Issue with Multiple instances of ComfyUI running simultaneously on Serverless

Hello, I am using Runpod Serverless and deploying ComfyUI using this repo: https://github.com/blib-la/runpod-worker-comfy?tab=readme-ov-file#bring-your-own-models For the Server, this repo is being used: https://github.com/comfyanonymous/ComfyUI I am deploying via docker image and both these repos are engrained into the image. When I run 2-3 workers via API, the comfy server gets activated and it responds as usual. The problem arose when multiple API requests came for example more than 5 requests came to workers and more than 5 workers got activated, in that case, the ComfyUI server creates an issue and does not get activate. I understand that activation of ComfyUI server is related to the comfyUI server code but if that is the case then even 1 worker shouldn't work but that is not the case.

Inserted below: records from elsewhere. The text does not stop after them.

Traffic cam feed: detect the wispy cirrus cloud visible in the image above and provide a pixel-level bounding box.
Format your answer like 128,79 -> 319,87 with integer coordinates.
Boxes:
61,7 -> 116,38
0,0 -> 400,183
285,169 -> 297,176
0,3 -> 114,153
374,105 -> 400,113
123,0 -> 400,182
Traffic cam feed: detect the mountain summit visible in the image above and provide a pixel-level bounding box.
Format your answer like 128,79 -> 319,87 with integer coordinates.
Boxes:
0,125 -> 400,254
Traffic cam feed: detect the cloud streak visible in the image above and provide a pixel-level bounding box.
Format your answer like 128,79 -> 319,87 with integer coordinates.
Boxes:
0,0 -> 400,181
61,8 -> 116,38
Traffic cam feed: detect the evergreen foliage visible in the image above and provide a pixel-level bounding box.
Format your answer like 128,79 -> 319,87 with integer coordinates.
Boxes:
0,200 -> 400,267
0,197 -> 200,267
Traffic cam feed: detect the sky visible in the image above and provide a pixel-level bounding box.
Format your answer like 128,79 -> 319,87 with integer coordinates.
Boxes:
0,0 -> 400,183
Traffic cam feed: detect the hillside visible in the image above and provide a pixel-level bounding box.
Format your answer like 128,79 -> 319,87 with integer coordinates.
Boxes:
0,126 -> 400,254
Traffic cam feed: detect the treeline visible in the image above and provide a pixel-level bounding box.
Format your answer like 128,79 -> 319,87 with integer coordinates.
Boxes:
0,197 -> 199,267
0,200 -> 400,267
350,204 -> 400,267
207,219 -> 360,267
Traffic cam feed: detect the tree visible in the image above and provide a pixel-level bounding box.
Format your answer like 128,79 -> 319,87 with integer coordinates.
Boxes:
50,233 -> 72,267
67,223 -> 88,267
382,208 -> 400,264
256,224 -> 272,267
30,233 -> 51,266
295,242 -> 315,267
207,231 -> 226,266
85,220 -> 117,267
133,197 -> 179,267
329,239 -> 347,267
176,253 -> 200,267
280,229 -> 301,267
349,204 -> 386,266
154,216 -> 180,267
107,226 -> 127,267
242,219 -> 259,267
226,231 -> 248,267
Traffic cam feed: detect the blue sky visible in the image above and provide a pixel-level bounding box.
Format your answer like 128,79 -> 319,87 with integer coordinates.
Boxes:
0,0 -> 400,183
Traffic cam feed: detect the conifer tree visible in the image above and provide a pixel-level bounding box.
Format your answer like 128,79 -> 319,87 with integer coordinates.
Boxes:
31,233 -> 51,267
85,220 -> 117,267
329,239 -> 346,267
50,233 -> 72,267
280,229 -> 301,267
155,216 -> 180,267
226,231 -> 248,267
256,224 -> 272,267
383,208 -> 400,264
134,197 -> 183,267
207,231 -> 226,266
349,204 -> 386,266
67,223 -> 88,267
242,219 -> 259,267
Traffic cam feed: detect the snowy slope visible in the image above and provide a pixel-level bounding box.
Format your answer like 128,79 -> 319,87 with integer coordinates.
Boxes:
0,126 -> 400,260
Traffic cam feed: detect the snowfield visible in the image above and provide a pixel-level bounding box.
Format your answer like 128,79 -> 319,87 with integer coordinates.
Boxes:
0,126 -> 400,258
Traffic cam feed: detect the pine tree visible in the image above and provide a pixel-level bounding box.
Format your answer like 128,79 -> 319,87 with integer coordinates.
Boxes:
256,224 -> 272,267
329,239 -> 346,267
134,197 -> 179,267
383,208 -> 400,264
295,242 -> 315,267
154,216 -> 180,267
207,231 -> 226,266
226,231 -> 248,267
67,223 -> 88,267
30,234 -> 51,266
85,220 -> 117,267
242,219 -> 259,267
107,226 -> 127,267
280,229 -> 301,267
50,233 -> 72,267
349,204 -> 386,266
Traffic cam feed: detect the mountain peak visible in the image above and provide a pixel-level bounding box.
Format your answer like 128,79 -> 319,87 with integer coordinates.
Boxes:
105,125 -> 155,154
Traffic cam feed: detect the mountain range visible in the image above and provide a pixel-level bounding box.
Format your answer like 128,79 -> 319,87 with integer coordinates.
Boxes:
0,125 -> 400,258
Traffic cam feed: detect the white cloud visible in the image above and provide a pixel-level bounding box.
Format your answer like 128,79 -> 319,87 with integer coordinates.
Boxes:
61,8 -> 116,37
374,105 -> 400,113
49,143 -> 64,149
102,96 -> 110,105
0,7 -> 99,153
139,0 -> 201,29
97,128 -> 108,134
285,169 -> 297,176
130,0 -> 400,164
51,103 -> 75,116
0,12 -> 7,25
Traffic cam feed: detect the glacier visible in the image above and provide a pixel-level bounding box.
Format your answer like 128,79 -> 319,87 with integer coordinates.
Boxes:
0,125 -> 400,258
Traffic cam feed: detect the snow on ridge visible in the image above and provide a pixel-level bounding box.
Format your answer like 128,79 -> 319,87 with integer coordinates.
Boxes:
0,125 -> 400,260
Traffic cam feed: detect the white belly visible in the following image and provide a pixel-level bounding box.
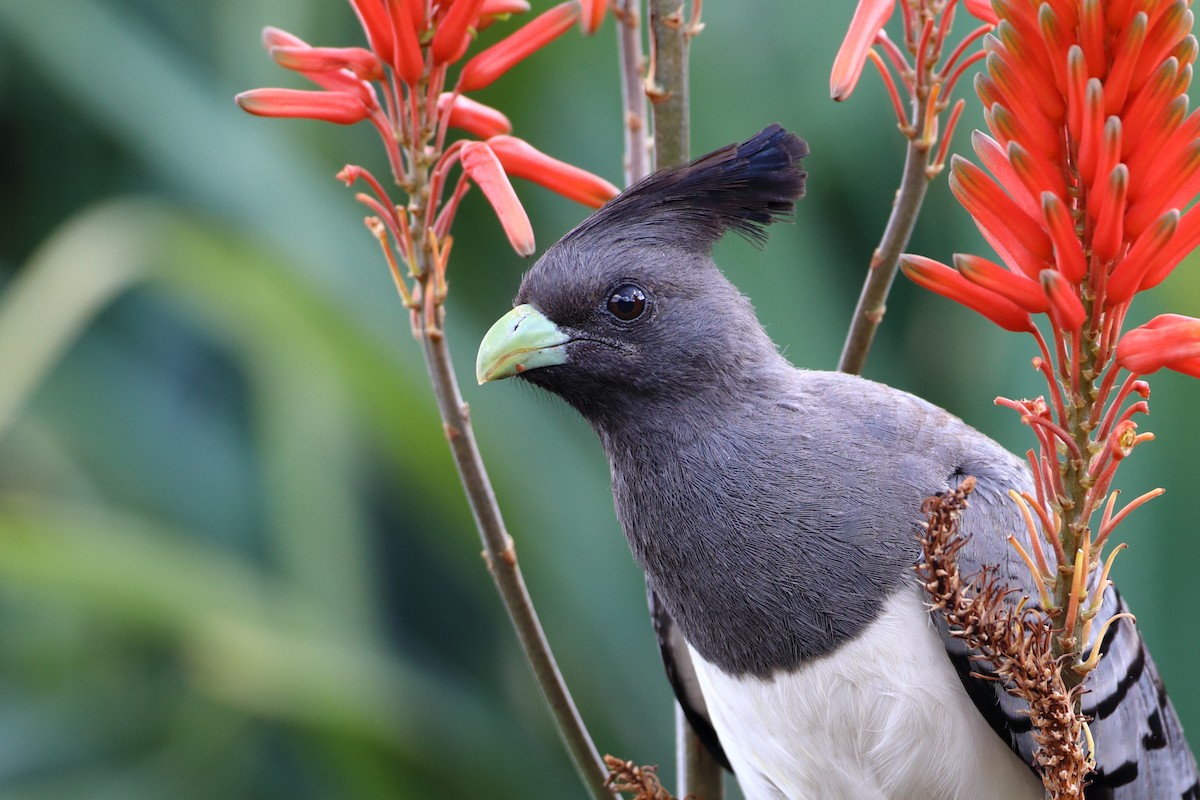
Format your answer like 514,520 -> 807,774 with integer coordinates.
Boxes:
691,590 -> 1044,800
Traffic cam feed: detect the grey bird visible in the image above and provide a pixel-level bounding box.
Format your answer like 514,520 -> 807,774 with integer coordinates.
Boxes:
478,125 -> 1200,800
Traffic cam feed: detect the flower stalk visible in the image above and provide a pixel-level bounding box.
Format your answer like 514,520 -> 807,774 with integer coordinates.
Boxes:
829,0 -> 995,374
236,0 -> 617,800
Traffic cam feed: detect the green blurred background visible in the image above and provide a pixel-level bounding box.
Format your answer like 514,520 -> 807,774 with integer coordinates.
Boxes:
0,0 -> 1200,800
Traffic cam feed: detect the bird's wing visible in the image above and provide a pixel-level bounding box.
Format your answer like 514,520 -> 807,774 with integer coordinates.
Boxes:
938,460 -> 1200,800
646,585 -> 733,772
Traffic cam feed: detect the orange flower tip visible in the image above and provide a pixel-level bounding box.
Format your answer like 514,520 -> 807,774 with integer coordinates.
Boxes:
487,136 -> 620,209
962,0 -> 1000,25
388,0 -> 425,86
954,253 -> 1050,313
900,254 -> 1034,333
461,142 -> 536,255
350,0 -> 395,64
270,46 -> 384,80
234,89 -> 370,125
336,164 -> 362,186
829,0 -> 896,102
456,0 -> 580,92
479,0 -> 529,17
580,0 -> 608,36
430,0 -> 484,64
438,91 -> 512,139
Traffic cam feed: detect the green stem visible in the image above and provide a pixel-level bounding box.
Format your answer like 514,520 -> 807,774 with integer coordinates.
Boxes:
647,0 -> 691,169
421,320 -> 614,800
646,0 -> 725,800
409,104 -> 616,800
1051,326 -> 1097,703
838,124 -> 931,374
614,0 -> 650,187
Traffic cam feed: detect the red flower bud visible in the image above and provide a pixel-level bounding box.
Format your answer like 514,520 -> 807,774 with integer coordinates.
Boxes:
234,89 -> 371,125
487,136 -> 619,209
350,0 -> 395,64
270,44 -> 383,80
1117,314 -> 1200,375
430,0 -> 484,64
438,91 -> 512,139
954,253 -> 1050,313
458,0 -> 580,92
829,0 -> 896,101
900,254 -> 1033,332
461,142 -> 536,255
388,0 -> 425,85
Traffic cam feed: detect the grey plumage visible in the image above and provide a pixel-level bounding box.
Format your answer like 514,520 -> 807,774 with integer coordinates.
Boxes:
481,126 -> 1200,800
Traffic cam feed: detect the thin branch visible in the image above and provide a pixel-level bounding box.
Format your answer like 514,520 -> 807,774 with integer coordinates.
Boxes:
647,0 -> 691,169
613,0 -> 650,186
838,110 -> 929,374
646,0 -> 725,800
421,303 -> 613,800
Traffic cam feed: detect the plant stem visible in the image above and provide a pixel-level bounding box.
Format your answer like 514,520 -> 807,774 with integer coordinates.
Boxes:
838,130 -> 930,374
646,0 -> 691,169
648,6 -> 725,800
614,0 -> 650,187
420,303 -> 614,800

When workers are less, everything is working fine as soon number of workers increase then comfyUI server does not get's activated. I appreciate if anyone takes a look. Thank You
GitHub
GitHub - comfyanonymous/ComfyUI: The most powerful and modular diff...
The most powerful and modular diffusion model GUI, api and backend with a graph/nodes interface. - comfyanonymous/ComfyUI
GitHub
GitHub - blib-la/runpod-worker-comfy: ComfyUI as a serverless API o...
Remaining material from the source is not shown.